#BookReview: Harmless by Katherine Dell

Reviewed by me for Readers’ Favorite

When you are reading a book and it reminds you of your favorite movie or tv series, or if it takes you to your happy place, you know that you have selected the right one. Harmless by Katherine Dell reminded me of one of my favorite movies (Twilight) and one of my favorite tv series (Bewitched). Rachel Barnes, the leading character, is haunted by the death of her brother, Eric. He died about four years ago in a car accident and she is unable to move on with her life. To cope with the trauma, her mother moves to a new place, Hazelton, with Rachel. She has trouble befriending people but here she has finally made four new friends (not best friends, but these are the people with whom she hangs out): Mason, Ryan, Chloe, and Julie. One day, when they were all at Rachel’s house, they found a box, which her grandmother called a Spirit Box. This box contained carvings of a bear, a deer, a crow, and a Wendigo. Although she warned everybody about the possible consequences of wishing over these carvings (aka spirit animals), nobody listened to her, and they all wished anyways. However, as expected, things started going south from that moment on.
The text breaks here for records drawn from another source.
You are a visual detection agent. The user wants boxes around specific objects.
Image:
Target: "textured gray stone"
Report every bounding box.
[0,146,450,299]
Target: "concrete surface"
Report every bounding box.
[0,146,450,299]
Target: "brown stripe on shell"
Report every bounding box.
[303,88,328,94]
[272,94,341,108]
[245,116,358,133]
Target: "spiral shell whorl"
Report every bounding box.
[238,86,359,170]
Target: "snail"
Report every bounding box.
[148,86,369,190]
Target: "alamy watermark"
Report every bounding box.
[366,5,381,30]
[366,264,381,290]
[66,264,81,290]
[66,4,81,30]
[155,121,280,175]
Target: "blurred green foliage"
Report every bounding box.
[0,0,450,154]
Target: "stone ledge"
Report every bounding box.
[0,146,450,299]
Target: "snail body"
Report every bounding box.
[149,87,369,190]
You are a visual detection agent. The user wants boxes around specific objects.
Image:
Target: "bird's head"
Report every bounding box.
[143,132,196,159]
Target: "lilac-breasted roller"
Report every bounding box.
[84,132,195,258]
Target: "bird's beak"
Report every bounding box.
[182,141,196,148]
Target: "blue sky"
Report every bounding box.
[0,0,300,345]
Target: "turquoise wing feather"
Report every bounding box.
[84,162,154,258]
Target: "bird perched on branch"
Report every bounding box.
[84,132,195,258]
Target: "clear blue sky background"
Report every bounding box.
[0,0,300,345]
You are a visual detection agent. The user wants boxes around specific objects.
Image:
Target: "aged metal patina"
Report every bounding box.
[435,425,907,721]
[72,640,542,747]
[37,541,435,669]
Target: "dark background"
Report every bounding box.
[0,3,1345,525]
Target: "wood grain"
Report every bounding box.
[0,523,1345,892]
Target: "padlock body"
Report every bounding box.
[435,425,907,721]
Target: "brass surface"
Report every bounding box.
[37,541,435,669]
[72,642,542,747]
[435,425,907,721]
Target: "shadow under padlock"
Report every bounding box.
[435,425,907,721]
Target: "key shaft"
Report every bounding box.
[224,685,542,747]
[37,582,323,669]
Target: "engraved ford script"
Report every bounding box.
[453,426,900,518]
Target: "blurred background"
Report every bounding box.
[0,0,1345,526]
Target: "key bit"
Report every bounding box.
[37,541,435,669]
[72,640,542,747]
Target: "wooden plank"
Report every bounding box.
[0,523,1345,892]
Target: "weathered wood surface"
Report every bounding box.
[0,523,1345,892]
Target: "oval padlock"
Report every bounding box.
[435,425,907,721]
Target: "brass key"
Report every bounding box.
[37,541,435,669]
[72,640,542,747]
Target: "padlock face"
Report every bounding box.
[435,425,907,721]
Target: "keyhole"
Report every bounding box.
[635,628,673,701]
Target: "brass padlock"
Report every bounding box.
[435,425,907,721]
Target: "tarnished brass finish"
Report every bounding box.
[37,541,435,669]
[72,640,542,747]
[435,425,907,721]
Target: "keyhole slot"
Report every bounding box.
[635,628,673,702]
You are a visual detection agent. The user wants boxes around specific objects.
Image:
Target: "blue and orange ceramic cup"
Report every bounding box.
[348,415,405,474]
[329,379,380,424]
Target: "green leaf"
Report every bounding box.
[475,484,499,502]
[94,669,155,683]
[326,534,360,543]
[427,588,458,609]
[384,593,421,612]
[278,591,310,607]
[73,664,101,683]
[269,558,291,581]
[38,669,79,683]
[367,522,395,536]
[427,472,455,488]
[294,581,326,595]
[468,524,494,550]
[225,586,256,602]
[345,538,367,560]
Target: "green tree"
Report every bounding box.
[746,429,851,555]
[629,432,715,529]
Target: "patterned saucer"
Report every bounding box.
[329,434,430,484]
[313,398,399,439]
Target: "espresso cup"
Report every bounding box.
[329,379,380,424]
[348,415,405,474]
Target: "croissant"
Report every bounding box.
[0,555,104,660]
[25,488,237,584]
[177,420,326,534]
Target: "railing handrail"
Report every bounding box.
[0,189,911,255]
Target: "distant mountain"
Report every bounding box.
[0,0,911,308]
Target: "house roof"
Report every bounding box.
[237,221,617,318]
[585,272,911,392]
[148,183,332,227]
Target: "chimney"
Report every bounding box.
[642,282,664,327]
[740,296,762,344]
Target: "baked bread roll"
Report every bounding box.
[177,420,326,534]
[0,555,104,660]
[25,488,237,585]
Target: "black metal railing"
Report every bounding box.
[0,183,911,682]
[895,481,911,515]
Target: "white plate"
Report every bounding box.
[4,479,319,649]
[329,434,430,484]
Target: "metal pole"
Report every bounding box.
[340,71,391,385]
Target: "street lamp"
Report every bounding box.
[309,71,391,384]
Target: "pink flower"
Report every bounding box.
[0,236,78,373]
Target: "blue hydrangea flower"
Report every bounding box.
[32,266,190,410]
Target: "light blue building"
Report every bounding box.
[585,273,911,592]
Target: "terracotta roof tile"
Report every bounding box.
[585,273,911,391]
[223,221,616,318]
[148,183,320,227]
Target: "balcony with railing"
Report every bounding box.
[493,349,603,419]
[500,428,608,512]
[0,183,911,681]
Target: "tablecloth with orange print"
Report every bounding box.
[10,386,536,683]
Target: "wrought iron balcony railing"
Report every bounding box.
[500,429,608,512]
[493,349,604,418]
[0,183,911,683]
Harmless by Katherine Dell is a magnificently written book. The subtle merge of several genres, while keeping the central genre as paranormal, is an expert tactic applied by the author to hold the attention of the readers. The words in which Rachel expressed her attraction towards Mason are so beautifully chosen that reminded me of Bella Swan’s fascination with Edward in the movie, Twilight. The magnetic pull that she felt towards Mason was conveyed very delicately yet powerfully. I applaud the author for using just the right amount of words to make their inclination towards each other elegant and not cheesy. Other than romance, another emotion that the author incorporated in the book is the grief of losing a sibling. I could just feel the pain of Rachel due to the loss of her brother, Eric. She was grieving the loss and was unable to move on. To deal with the pain, she delayed unpacking her boxes, as if it would help her turn back the clock. Her agony was expressed with an appreciable sensitivity.

Since the central genre is paranormal, it had to be a major aspect of the plot and it really was. There are enough strange occurrences to keep the readers both engaged and intrigued. I could not put down the book before knowing what turn would their lives take once the spirit animals came into action. It was occupying to wonder whether they would survive the consequences or would succumb to the tragedy that followed since the moment they decided to overlook the warning. The conversations are extremely engaging and realistic. The lives of the four friends are written as realistically as possible. They talk, behave, and act similar to the majority of teenagers. The author has done an incredible job of writing a book that is based on paranormal genre and yet seems as lifelike as a non-fiction.